Der Druck ist mittlerweile so gross, dass auch erste Absetzbewegungen von Lindner sichtbar werden. Noch bevor dessen Positionspapier an die Öffentlichkeit gelangte, schrieb der liberale Verkehrsminister Volker Wissing einen Gastbeitrag in der «Frankfurter Allgemeinen Zeitung», in dem er Überlegungen eines vorzeitigen Endes der deutschen Koalition mit markigen Worten zurückwies. So unverhohlen hat noch kein führender FDP-Politiker die Autorität des Parteichefs infrage gestellt.
Rein inhaltlich betrachtet hat Lindner natürlich recht. Deutschland hat sich einen der ehrgeizigsten Pfade zur Klimaneutralität auferlegt, zugleich verzichtet es als einziges mächtiges Industrieland der Erde auf die Kernkraft. Das Land krankt an überbordender Bürokratie, hohen Sozialabgaben und einer maroden Infrastruktur.

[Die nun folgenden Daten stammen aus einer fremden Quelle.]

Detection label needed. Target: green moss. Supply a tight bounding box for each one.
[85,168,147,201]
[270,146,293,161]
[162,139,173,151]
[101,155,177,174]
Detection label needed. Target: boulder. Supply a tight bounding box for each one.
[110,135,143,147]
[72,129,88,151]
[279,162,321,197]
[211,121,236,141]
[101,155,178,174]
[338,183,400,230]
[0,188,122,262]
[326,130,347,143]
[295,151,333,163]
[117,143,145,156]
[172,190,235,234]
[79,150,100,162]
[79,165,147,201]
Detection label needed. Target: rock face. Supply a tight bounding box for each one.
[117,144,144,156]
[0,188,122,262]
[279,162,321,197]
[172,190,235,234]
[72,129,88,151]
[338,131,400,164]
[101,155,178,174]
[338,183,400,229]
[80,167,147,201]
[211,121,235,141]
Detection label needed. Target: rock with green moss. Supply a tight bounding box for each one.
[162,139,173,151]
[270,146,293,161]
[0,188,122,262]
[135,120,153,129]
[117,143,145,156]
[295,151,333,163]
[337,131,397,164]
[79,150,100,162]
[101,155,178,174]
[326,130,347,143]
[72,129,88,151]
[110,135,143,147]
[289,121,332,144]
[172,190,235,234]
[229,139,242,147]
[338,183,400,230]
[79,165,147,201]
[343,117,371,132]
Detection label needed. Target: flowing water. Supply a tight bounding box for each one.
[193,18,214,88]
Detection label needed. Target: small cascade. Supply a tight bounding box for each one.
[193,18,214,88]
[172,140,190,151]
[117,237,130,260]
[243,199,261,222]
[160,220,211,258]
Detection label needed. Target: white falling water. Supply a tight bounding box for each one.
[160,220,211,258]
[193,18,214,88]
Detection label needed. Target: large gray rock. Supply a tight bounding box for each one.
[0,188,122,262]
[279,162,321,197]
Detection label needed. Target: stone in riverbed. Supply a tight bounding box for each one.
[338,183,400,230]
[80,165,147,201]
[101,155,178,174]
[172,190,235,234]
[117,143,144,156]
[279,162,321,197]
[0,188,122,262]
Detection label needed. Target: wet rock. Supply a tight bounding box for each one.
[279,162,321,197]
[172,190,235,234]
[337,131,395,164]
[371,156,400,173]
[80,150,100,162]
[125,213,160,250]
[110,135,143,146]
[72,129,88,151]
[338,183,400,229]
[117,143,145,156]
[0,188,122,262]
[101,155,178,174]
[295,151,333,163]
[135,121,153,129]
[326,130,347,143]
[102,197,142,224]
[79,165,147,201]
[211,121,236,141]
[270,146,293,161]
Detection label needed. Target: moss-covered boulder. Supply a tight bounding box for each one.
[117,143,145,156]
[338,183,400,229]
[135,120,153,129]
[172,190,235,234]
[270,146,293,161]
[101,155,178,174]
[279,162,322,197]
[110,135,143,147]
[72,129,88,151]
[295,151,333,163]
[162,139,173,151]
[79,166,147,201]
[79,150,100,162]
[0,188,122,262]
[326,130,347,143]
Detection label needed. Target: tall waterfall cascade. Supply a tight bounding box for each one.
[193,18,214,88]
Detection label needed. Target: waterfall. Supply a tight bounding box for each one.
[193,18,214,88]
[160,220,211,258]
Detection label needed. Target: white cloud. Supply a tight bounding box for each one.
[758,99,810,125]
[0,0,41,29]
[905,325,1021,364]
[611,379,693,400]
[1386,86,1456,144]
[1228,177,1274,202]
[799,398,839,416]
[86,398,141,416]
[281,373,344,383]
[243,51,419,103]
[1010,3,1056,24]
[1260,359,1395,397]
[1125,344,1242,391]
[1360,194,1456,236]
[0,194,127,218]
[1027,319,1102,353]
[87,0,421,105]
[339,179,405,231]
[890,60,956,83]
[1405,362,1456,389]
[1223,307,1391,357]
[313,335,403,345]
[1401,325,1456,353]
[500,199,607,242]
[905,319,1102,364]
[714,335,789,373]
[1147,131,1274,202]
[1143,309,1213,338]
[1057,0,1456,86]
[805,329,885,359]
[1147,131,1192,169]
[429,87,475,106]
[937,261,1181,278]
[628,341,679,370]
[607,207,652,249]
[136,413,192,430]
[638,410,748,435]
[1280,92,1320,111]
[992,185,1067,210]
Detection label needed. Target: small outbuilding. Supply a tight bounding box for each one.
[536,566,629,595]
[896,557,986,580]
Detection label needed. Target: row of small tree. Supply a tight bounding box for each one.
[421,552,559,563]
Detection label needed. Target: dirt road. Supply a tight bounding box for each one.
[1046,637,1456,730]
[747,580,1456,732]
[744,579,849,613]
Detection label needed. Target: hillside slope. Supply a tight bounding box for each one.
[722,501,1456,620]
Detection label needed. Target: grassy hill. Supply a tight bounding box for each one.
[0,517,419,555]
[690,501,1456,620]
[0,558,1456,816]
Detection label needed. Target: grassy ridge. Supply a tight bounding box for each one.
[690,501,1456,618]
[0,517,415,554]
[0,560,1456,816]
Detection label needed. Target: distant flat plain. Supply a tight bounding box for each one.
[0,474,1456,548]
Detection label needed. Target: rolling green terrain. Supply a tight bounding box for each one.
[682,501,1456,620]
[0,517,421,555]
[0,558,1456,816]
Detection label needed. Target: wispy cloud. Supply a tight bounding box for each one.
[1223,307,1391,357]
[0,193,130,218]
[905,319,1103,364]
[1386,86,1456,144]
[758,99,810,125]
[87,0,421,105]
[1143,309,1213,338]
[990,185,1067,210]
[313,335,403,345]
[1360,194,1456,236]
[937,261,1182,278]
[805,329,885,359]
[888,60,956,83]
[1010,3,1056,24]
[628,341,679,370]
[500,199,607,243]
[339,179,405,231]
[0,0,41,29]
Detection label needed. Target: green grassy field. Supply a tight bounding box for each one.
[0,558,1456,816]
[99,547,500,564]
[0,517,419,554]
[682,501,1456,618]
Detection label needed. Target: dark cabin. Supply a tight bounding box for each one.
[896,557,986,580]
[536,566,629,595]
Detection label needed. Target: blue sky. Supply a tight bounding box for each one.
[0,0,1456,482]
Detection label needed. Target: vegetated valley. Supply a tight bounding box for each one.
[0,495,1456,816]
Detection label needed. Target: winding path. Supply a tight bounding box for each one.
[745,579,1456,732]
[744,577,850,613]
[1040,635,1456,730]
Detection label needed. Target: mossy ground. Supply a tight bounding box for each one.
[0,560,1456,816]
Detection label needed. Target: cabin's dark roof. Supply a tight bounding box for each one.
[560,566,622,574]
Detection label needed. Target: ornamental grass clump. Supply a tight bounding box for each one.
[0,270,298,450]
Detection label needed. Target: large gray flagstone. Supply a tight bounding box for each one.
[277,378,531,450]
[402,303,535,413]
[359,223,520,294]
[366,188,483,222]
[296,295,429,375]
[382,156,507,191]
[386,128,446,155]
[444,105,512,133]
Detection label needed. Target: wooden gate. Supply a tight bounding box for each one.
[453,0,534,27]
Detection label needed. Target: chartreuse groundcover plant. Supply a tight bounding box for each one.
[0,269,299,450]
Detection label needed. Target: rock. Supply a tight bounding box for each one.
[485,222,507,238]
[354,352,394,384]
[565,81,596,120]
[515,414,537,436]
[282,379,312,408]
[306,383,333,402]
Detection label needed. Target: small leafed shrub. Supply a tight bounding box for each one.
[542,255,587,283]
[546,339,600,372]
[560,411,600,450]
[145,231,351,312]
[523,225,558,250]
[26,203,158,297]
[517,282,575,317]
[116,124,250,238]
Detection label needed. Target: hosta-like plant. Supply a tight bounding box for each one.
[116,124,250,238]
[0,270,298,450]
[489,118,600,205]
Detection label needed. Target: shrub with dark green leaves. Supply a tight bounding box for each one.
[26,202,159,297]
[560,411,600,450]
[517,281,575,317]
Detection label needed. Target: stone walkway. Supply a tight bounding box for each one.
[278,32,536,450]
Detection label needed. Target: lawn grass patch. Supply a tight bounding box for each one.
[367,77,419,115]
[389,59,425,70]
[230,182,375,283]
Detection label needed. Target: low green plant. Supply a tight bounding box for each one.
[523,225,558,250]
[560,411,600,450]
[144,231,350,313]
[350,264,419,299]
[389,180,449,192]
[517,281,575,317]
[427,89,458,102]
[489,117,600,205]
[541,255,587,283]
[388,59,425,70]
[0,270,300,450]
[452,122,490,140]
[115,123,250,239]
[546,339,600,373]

Lindner setzt sich unter ZugzwangLindners strategische Lage ist dennoch heikel. Der Finanzminister hat mit seinen Vorschlägen nicht allein seine Partner in der Koalition unter Zugzwang gesetzt, sondern vor allem sich selbst. Er hat sich die Boxhandschuhe übergestreift und ist in den Ring gestiegen. Zwei Szenarien sind nun möglich.
Grüne und Sozialdemokraten können dem Kampf aus dem Weg gehen. Sie müssten der FDP dafür weit entgegenkommen und dem Finanzminister bei der Schlussabstimmung über den Haushalt Mitte November mehr geben, als für sie eigentlich vertretbar wäre. Das ist unwahrscheinlich.
Realistischer ist, dass sie den Kampf annehmen und den Finanzminister mit seinen Forderungen auflaufen lassen. Und dann bleibt Lindner nur eine gesichtswahrende Wahl: Er muss die Koalition platzen lassen. Wer von «Lebenslügen» der Regierung spricht, wie Lindner es nun getan hat, und diese Lügen dann noch ein weiteres Dreivierteljahr lang bis zum regulären Wahltermin mitträgt, der verliert jede Glaubwürdigkeit.
Wer, wie Christian Lindner, ein solches Machtwort spricht, muss entsprechend handeln. Andernfalls gefährdet er nicht allein die eigene Autorität, sondern das politische Überleben seiner Partei.